Jane Louise Kelly (born October 28, 1964) is an American lawyer and jurist serving as a United States circuit judge of the United States Court of Appeals for the Eighth Circuit.

Early life and education
Kelly was born in 1964 in Greencastle, Indiana to Richard and Judith C. Kelly. She was raised in Greencastle and graduated from Greencastle High School in 1983 as co-valedictorian. She received a Bachelor of Arts degree, summa cum laude, in 1987, from Duke University, and a Juris Doctor, cum laude, from Harvard Law School, in 1991. She studied pediatrics for one year in New Zealand under a Fulbright Scholarship in between Duke and Harvard. Her graduating class included Barack Obama.

Career
After graduation, Kelly was a law clerk for Donald J. Porter, chief judge of the United States District Court for the District of South Dakota in Sioux Falls, South Dakota. She then clerked for David R. Hansen, a judge of the United States Court of Appeals for the Eighth Circuit. During the 1993–94 academic year, Kelly taught as a visiting instructor at the University of Illinois College of Law.

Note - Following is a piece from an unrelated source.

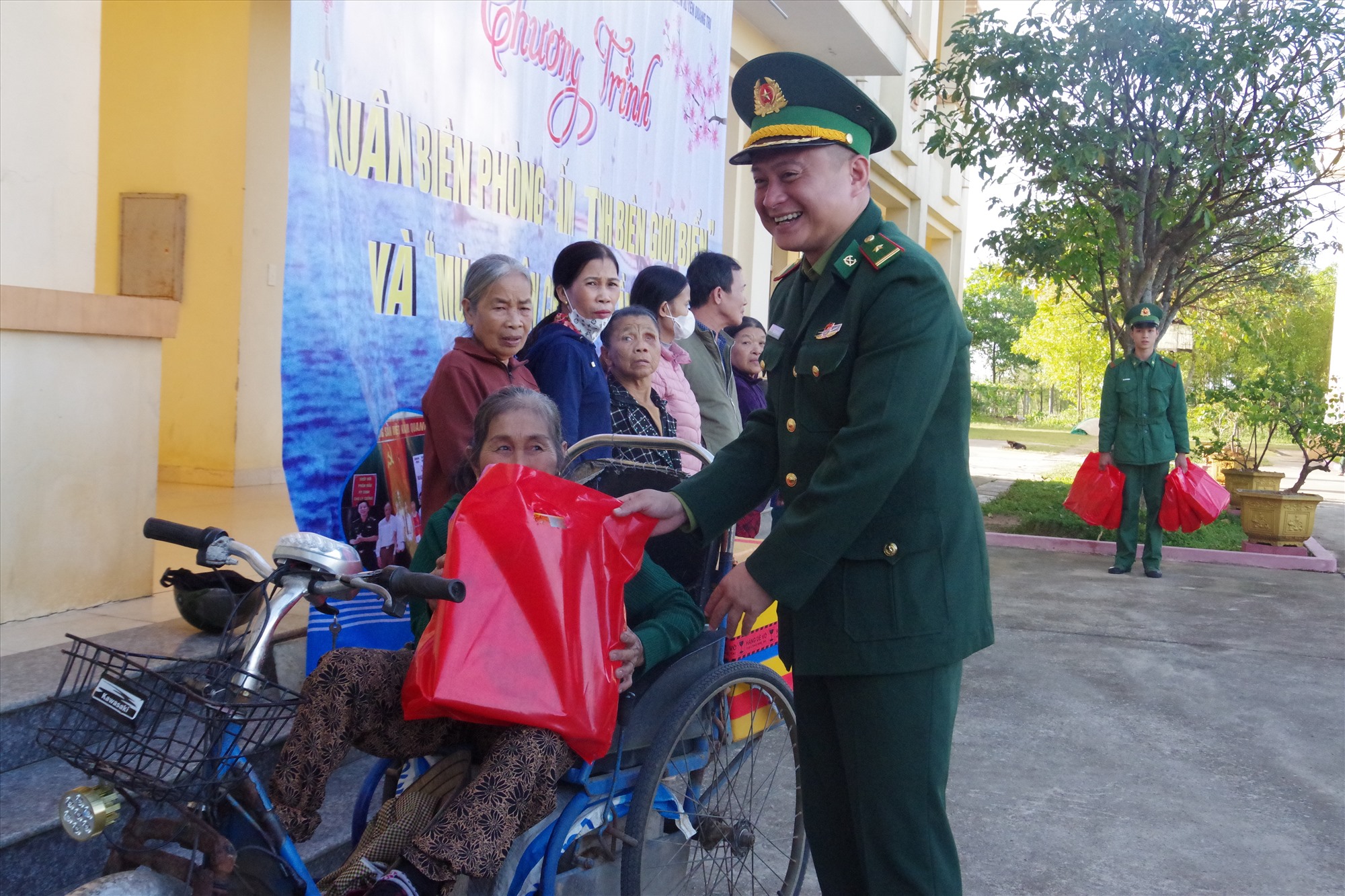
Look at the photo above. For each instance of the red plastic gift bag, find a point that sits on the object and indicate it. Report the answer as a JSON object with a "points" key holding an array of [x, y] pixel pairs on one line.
{"points": [[1176, 512], [545, 564], [1204, 494], [1097, 494]]}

Kelly became an assistant federal public defender in the Northern District of Iowa, in 1994 and served as the supervising attorney in the Cedar Rapids, Iowa office, from 1999 to 2013.

Federal judicial service 
On January 31, 2013, President Barack Obama nominated Kelly to serve as a United States Circuit Judge of the United States Court of Appeals for the Eighth Circuit, to the seat vacated by Judge Michael Joseph Melloy, who assumed senior status, on February 1, 2013. Her nomination was reported on a voice vote of the Senate Judiciary Committee, on March 22, 2013. The Senate confirmed Kelly by a 96–0 vote on April 24, 2013. She received her commission on April 25, 2013.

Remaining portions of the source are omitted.